Consider some problem $ P$ and let’s assume we sample the problem instance u.a.r. from some set $ I$ . Let $ p$ be a lower bound on the distributional error of a deterministic algorithm on $ I$ , i.e., every deterministic algorithm fails on at least a $ p$ -fraction of $ I$ .

Does this also imply that every *randomized* algorithm $ \mathcal{R}$ must fail with probability $ p$ if, again, we sample the inputs u.a.r. from $ I$ ?

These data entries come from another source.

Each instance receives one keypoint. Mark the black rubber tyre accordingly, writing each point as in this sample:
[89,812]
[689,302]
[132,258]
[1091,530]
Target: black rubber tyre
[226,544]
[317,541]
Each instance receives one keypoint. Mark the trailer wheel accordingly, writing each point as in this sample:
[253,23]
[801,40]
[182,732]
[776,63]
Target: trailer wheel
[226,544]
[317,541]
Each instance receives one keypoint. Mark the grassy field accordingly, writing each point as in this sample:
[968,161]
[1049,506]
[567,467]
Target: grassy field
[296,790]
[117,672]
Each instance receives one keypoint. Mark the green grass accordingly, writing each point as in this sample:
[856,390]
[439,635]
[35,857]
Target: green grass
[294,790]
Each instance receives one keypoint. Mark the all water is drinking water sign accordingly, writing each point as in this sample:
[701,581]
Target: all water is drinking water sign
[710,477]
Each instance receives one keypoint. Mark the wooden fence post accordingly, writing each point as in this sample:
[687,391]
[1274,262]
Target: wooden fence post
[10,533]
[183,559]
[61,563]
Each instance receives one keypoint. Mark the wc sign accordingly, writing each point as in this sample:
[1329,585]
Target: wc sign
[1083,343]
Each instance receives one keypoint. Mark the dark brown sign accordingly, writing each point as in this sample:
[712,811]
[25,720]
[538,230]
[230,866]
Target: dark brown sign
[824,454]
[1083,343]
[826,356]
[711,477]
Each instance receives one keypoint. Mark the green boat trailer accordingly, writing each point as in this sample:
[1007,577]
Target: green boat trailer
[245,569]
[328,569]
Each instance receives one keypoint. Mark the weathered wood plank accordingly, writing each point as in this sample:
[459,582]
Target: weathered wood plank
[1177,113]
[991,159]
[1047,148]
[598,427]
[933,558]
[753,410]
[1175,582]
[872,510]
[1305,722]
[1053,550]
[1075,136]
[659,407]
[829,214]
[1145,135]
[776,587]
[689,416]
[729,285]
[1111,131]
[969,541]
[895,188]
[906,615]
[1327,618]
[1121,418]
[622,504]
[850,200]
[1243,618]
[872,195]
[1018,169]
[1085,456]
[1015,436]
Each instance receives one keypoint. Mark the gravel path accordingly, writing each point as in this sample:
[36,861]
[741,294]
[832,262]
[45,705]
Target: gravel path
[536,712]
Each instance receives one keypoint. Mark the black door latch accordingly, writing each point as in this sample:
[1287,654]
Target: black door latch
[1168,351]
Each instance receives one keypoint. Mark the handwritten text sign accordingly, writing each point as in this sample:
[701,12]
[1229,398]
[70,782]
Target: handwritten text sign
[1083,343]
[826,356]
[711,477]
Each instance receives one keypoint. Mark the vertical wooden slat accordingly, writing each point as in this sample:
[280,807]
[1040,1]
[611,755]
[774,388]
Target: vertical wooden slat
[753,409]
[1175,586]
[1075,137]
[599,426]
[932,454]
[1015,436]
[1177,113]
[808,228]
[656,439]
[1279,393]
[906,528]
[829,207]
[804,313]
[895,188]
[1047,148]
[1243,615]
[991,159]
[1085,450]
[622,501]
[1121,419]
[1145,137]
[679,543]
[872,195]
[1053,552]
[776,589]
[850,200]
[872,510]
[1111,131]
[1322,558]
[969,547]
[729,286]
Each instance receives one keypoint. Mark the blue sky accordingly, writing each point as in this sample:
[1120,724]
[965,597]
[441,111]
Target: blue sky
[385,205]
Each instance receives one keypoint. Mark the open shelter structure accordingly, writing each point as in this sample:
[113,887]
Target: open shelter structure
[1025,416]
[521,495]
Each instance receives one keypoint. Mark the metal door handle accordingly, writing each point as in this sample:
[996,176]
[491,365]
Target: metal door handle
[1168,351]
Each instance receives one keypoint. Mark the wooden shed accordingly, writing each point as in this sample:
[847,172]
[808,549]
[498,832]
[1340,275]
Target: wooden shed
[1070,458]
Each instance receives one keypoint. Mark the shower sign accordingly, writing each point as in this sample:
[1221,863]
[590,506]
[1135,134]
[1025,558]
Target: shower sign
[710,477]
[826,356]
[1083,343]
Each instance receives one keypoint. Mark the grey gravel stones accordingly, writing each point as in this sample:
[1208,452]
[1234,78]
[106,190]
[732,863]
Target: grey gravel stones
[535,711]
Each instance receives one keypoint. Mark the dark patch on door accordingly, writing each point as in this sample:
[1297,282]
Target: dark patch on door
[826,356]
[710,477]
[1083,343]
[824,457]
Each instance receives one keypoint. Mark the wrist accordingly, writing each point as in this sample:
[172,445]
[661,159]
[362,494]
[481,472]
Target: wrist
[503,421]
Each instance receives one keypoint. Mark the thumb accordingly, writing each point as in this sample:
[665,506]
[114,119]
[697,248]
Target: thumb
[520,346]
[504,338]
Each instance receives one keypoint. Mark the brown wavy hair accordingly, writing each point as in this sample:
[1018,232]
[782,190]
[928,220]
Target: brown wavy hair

My reasoning is as follows: Let $ R$ be the random variable representing the random bits used by the algorithm. \begin{align} \Pr[ \text{$ \mathcal{R}$ fails}] &= \sum_\rho \Pr[ \text{$ \mathcal{R}$ fails and $ R=\rho$ }] \ &= \sum_\rho \Pr[ \text{$ \mathcal{R}$ fails} \mid R=\rho] \Pr[ R=\rho ] \ &\ge p \sum_\rho \Pr[ R=\rho ] = p. \end{align} For the inequality, I used the fact that once we have fixed $ R = \rho$ , we effectively have a deterministic algorithm.

I can’t find the flaw in my reasoning, but I would be quite surprised if this implication is true indeed.